The literary festivals that have been proliferating internationally in the past few decades in keeping with the rising culture of urban festivals, has brought the writer out of her isolation and shaped her into a public figure. The workshops have also evolved from closed groups, locally organised, to internationally publicised competitive forums. These are the side effects of globalisation. In the glitz and glamour of these events, however, what gets lost is the essence of writing and literature.

After all, literary festivals and workshops are not a modern-day innovation suddenly thought up by a bunch of festival organisers with either an evil corporate agenda to serve or a noble calling to cater to the greater good, the holy word. Literature has been celebrated and festivities arranged around its narration and performance since the first storyteller collected a bunch of avid listeners by the bonfire. The first workshops were the family gatherings where oral literature was handed down from one generation to the next. Their forms have changed through the centuries and they have evolved into the much-maligned or much-celebrated events that they are today while their true intent has got lost somewhere along the way.

The literary world and the writer have always been celebrated in many different ways – why should we stop now?

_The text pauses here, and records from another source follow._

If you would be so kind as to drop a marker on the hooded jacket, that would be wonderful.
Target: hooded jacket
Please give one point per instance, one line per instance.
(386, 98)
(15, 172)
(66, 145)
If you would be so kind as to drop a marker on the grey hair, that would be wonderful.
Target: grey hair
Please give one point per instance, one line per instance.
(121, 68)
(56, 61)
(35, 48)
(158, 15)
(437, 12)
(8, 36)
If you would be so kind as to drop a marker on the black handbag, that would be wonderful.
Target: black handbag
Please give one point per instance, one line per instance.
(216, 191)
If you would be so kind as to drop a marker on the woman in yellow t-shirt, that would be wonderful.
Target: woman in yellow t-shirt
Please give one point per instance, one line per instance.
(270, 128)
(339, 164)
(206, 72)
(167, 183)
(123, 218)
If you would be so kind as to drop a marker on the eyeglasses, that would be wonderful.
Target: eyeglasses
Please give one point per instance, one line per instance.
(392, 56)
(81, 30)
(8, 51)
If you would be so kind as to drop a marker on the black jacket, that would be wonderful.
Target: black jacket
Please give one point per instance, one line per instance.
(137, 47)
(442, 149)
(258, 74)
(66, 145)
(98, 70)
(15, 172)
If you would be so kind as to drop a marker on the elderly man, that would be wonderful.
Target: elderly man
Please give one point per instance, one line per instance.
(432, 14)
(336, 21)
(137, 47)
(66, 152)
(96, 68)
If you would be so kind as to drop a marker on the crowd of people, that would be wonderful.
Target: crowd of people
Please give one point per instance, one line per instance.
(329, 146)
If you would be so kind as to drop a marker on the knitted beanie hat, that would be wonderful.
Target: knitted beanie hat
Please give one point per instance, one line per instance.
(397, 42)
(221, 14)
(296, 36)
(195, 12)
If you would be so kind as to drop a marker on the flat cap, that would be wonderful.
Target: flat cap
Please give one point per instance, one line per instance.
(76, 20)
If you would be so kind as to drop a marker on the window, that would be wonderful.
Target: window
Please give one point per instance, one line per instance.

In fact, if these events give the writer more visibility – even a celebrity status – why complain? The problem, however, is that there is a fine line between celebrating literature and sensationalising the writer, between what is commercially and aesthetically beneficial for all those involved in the trade and craft of writing and what serves particular corporate and/or political interests. It is not easy to determine that line or walk on one or the other side of it.

For instance, the spring Bihu of Assam is really a grand celebration of youth, life and love. It is a symbol of our ethnic unity, a festival that originated from primal fertility rites practised by the many tribes of Assam. Today however, it has lost its true essence and remains a much more sanitised version of its original form. From the open fields, it moved to the stage, from the stage, it has now moved to the visual and virtual media. Earlier observed exclusively through community participation, it now invites corporate sponsorship. But for all this, we do still celebrate Bihu because somewhere it does still exult us; the sound of a mohor xingor pepa, the strains of a Bihu song, or the swaying bodies of the Bihu dancers do still set our hearts racing. Bihu, despite the cosmetic changes it has undergone over the centuries, retains its ethos.

Similarly, literature that gives us joy, writers who enrich our minds, in any case, inspire celebration, no matter in what form or forum. If the blatant commercialisation and politicisation of this celebration hurts our sensibilities, we may choose to stay away. If we wish instead to ignore the external manifestations and embrace the essence, we may instead make our way to Jaipur, or Galle, or Kathmandu, or Guwahati. The choice is ours.